The moves, it is hoped, will force down the cost of borrowing in the economy, thereby stimulating investment.
A strong desire by the likes of pension funds to offload bonds to the government was seen last week when the programme started, and the Pound fell as expected.
Asset Purchase Facility transactions are undertaken by a subsidiary company of the Bank of England – the Bank of England Asset Purchase Facility Fund Limited (BEAPFF).
BEAPFF borrows from the Bank to pay for the assets it purchases (under the Gilts and Corporate Bond Purchases Schemes) and the loans it makes under the Term Funding Scheme.
This loan to BEAPFF appears on the Bank's balance sheet as an asset.
The corresponding liability is the increase in central bank reserves which have been created to fund the loan to BEAPFF.

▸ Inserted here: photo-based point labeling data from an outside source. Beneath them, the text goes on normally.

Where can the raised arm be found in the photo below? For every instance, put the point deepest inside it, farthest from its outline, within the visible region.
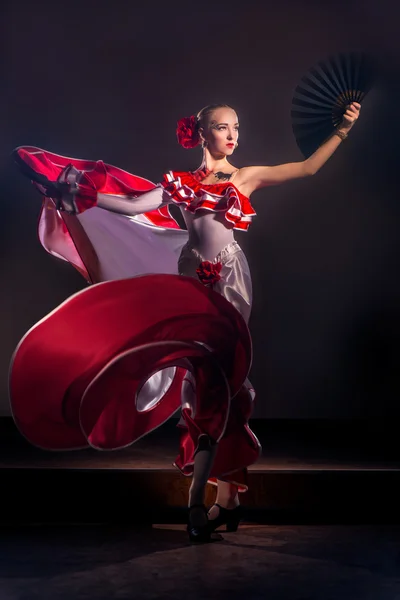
(254, 178)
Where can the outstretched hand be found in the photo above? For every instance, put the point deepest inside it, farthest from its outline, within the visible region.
(350, 116)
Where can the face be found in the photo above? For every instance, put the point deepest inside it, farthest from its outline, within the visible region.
(222, 131)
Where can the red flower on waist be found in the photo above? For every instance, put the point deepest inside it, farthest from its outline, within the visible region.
(209, 272)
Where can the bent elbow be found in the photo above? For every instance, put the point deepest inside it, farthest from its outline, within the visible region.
(309, 169)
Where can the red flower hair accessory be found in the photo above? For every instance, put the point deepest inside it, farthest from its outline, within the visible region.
(209, 272)
(187, 133)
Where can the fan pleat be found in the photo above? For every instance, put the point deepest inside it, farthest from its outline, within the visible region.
(323, 95)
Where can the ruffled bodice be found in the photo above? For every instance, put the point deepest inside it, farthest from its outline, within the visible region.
(184, 189)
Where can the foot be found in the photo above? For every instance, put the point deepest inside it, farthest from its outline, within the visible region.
(219, 515)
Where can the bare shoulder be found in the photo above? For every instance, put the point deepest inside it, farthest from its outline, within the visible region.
(249, 179)
(243, 180)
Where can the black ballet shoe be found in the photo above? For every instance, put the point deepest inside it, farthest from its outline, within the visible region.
(227, 516)
(200, 534)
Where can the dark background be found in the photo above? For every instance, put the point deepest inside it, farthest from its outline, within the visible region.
(88, 81)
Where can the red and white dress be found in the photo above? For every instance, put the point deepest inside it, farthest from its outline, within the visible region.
(158, 330)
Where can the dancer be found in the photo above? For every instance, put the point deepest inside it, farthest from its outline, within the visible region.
(95, 216)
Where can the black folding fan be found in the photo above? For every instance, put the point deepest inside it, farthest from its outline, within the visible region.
(323, 94)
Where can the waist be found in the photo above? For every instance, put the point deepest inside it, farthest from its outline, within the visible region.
(228, 249)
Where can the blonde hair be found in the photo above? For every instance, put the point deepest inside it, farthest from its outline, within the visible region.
(206, 112)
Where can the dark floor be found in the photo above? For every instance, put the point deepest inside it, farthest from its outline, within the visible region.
(258, 562)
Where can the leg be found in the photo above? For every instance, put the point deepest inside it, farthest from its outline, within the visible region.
(227, 497)
(203, 460)
(226, 510)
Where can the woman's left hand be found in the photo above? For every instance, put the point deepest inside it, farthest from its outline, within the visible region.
(350, 116)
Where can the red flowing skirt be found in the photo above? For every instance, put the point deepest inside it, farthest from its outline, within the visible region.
(84, 374)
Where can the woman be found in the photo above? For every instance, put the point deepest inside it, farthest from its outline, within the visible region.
(212, 207)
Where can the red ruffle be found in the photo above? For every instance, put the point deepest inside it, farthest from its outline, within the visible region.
(184, 188)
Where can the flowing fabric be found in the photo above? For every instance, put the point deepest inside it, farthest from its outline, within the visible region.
(119, 358)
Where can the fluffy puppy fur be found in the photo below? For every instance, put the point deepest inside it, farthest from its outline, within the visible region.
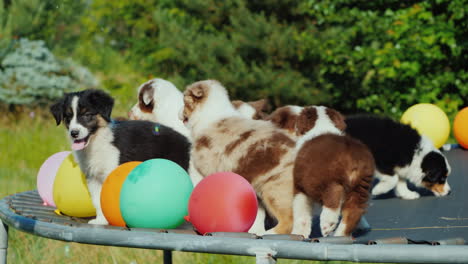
(401, 154)
(331, 168)
(256, 110)
(224, 140)
(160, 101)
(100, 145)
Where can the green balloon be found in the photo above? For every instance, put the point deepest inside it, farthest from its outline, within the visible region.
(155, 195)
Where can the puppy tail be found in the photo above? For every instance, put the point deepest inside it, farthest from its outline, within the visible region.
(355, 205)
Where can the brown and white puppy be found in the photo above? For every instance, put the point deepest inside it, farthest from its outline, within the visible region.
(160, 101)
(224, 140)
(256, 110)
(403, 156)
(331, 168)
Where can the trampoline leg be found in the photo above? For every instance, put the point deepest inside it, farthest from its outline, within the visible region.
(3, 242)
(167, 256)
(264, 259)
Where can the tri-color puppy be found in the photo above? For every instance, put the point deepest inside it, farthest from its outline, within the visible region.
(401, 154)
(160, 101)
(331, 168)
(224, 140)
(100, 145)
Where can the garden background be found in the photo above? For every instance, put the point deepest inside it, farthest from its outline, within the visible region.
(355, 56)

The increased supply of money to the economy should help stimulate increased activity as the cost of borrowing is expected to fall.
The problem for those wanting a stronger Sterling is that the extra supply of currency results in a dilution of value in the currency on a unit basis.
Therefore, we would not expect a sustained appreciation in the Pound exchange rate complex until the taps are switched off.
Beware that Short-Squeeze Higher in Sterling
FX market data from the CFTC shows a record number of bets being made against Pound Sterling.
Short positions are now shown to be at a record level having been building for six consecutive weeks now.
The net short GBP position stands at a notable $7.3BN, sellers now outnumber buyers by a ratio of 3.5:1.

“Everyone is bearish GBP, and I get it,” says Aurelija Augulyte, analyst with Nordea Bank. “Short term, global equities falling is GBP negative. And there is no particular reason to expect a miraculous UK recovery.”
On this basis, Augulyte warns that the prospect of a sharp squeeze higher in the Pound is becoming increasingly likely.
“But every single person I talk to is GBP bearish. Every. So I am afraid, we end up on the road of GBP-short squeezes like during the European crisis, should e.g. UK data turn out NOT as ugly, the BoE does NOT cut rates in August, oil does NOT collapse like in 2015 or 2014…” notes Augulyte.
It is for this reason that should this week’s data prove better-than-forecast, we could see GBP rally.
Likewise, should the Bank's bond-buying programme also hit the buffers, GBP could rally, and rally quite sharply.